The Àkéte Art Foundation announce curators for the 2019 edition of the Lagos Biennial: Antawan I. Byrd Hansi Momodu-Gordon, and Tosin Oshinowo . For the forthcoming edition, the three curators will collaboratively devise the biennial’s curatorial framework encompassing exhibitions, performances, publishing projects, and public programmes. Each of the three curators come from diverse backgrounds harnessing a wealth of international experience across the fields of contemporary art, architecture, and design,” states Folakunle Oshun, the biennial’s founding director.

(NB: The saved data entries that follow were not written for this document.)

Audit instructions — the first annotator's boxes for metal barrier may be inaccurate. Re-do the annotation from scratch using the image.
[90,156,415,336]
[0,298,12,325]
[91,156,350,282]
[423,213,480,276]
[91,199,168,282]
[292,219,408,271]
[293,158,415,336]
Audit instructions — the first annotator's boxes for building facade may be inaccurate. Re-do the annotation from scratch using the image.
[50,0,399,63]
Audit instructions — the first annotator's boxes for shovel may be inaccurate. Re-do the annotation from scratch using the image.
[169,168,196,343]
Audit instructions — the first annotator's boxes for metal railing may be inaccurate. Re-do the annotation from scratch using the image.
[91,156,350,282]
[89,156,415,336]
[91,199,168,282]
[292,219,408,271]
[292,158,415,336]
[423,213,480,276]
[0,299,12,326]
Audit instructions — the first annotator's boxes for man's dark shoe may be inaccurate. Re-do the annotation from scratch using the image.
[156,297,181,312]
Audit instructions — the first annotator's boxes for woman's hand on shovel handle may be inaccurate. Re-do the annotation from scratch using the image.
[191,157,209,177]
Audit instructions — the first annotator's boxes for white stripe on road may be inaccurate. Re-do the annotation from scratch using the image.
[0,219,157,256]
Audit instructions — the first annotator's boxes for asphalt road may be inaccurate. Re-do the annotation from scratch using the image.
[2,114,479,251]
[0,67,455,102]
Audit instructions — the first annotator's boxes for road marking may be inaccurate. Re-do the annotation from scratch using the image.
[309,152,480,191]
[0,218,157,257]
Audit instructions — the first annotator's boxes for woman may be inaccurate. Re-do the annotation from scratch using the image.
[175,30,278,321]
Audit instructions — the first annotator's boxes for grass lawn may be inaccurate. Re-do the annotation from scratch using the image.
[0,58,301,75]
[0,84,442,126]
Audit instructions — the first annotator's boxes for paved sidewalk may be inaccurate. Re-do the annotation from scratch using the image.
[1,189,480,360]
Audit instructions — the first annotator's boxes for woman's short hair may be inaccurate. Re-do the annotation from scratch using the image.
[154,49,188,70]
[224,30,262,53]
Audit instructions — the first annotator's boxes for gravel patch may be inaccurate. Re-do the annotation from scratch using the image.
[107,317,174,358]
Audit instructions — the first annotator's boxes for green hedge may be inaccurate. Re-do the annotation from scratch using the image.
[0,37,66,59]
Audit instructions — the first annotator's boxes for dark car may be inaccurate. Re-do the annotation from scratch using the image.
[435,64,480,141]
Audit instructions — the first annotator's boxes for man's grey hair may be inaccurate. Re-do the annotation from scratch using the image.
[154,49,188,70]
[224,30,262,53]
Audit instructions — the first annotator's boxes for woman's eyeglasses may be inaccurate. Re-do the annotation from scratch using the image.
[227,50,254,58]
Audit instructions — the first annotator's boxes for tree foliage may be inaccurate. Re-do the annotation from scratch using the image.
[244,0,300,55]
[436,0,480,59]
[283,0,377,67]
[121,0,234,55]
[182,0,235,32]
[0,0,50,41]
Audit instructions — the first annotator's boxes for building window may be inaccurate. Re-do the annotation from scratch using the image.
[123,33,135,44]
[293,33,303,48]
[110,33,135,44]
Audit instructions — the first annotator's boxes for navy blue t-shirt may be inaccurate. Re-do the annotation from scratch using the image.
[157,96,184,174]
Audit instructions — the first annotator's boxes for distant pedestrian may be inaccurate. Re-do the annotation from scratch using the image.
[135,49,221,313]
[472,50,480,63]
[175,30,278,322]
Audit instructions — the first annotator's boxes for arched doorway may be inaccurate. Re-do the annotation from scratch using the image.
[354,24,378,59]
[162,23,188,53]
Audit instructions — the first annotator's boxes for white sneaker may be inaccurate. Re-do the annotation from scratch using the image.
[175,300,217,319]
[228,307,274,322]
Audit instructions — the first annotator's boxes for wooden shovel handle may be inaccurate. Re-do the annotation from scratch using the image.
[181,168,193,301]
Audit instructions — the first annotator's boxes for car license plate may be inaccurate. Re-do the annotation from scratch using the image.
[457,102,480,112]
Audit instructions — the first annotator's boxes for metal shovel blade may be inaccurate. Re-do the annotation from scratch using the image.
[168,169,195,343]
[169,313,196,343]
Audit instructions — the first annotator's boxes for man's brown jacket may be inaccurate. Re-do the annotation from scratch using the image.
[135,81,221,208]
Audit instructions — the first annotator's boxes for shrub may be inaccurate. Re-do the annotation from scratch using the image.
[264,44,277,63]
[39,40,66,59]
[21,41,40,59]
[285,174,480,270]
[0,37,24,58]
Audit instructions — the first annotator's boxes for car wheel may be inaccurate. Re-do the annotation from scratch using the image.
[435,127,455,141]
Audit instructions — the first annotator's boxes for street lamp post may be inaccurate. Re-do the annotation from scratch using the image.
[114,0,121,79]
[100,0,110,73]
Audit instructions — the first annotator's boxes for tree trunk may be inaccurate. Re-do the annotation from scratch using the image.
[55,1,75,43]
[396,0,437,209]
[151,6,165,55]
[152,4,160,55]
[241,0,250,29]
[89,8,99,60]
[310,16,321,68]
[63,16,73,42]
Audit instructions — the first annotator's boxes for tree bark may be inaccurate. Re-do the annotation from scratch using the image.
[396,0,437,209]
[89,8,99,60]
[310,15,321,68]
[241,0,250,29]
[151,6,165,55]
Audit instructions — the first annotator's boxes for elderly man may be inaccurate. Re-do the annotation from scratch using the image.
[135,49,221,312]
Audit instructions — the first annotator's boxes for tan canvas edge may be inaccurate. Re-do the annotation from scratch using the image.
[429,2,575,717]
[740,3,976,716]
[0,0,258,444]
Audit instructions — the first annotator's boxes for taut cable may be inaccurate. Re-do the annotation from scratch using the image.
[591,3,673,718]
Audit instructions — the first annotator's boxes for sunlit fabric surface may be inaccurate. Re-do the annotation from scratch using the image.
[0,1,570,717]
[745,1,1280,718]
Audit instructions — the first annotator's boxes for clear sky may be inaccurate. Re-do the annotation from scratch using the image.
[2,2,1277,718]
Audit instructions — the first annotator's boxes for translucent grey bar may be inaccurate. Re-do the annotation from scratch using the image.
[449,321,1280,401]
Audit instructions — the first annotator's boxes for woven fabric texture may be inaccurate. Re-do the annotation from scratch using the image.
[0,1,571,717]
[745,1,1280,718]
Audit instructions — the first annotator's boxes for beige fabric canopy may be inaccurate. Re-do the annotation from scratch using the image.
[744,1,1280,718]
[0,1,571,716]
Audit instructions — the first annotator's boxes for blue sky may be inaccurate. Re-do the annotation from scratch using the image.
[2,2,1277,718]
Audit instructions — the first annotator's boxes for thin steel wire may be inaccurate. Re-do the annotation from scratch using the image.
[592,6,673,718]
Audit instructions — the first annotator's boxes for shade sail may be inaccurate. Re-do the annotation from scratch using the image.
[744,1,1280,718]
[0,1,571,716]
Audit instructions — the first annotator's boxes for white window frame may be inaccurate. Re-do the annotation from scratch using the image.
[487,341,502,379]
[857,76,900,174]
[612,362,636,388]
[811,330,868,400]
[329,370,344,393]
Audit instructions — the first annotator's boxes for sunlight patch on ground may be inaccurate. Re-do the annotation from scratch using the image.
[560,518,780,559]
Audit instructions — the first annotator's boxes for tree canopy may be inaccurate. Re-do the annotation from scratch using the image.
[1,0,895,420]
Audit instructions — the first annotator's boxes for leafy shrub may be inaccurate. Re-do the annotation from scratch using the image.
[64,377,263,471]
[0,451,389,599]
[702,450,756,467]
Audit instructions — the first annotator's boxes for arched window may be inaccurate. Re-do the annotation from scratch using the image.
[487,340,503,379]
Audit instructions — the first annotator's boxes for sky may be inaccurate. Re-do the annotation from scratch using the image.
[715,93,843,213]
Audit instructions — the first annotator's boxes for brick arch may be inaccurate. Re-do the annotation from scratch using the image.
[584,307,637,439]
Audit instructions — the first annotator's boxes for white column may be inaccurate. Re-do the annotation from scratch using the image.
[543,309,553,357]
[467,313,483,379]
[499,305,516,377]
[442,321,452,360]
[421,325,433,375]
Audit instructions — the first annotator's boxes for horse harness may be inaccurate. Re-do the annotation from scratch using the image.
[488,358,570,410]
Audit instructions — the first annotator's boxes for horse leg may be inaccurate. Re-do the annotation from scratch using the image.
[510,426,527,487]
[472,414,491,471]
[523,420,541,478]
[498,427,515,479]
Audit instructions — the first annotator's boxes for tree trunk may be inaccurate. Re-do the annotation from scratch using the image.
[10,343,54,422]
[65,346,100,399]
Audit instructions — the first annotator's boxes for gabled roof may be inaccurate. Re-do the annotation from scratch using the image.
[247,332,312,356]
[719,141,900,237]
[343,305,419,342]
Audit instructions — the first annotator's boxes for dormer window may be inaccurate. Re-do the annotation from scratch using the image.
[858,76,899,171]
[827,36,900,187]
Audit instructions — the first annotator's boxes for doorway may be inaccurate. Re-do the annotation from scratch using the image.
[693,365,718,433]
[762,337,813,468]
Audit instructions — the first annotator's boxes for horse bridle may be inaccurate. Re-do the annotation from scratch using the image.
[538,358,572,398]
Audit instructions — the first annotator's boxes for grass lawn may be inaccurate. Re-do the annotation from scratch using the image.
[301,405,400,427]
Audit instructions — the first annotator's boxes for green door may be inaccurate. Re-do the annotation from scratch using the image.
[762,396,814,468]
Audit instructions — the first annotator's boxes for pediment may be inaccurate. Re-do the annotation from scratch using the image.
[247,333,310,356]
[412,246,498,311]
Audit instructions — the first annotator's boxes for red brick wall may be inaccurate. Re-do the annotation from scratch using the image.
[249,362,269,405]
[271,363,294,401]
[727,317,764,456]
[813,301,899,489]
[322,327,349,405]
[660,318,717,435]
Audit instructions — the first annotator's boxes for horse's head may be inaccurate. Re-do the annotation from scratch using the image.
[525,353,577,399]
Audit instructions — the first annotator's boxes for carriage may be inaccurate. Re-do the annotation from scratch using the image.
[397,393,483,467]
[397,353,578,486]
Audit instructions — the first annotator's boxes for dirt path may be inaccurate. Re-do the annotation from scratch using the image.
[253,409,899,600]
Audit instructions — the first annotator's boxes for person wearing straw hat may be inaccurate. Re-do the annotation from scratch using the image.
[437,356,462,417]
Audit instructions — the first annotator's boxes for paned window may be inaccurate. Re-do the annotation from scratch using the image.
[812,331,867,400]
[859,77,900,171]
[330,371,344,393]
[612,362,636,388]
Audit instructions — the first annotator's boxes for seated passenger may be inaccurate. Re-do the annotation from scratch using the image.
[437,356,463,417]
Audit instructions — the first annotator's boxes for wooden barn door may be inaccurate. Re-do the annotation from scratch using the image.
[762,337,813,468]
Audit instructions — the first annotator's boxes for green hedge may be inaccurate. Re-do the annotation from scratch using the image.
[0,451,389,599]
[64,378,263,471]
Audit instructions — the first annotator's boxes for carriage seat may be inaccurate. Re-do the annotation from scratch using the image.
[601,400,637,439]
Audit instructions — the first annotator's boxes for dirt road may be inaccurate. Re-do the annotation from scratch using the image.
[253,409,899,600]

“All three curators have strong ties to the Lagosian arts and culture sector. Oshinowo is currently based in Lagos and is a lead architect at cmDesign Atelier (cmD+A). Through her architectural and design practice, she has established herself as an innovative thinker and leading authority on the city’s built environment. Meanwhile Byrd, an assistant curator of photography at the Art Institute of Chicago, and Momodu-Gordon, an independent curator based in London, have both lived and worked in Lagos during pivotal points of transition in the city’s contemporary art sector. Both were curators at the Centre for Contemporary Art, Lagos and have worked consistently with some of the city’s leading artists and institutions. I’m excited that the three curators have decided to focus on the intersections of art, architecture, and urbanism for the 2019 edition. Through this focus, the second edition of the biennial is poised to engage pertinent socioeconomic and political issues stemming from the astonishing shifts in the city’s spatial elaboration over the past two decades. I’m really looking forward to seeing what they develop,” Oshun notes.
The curators will continue to develop the programme for the 2019 edition through the end of the year, before sharing additional details in early 2019. However, they have already landed on a title for the forthcoming edition, How to Build a Lagoon with Just a Bottle of Wine? The title is adapted from the poem, “A Song For Lagos” by the Nigerian writer Akeem Lasisi.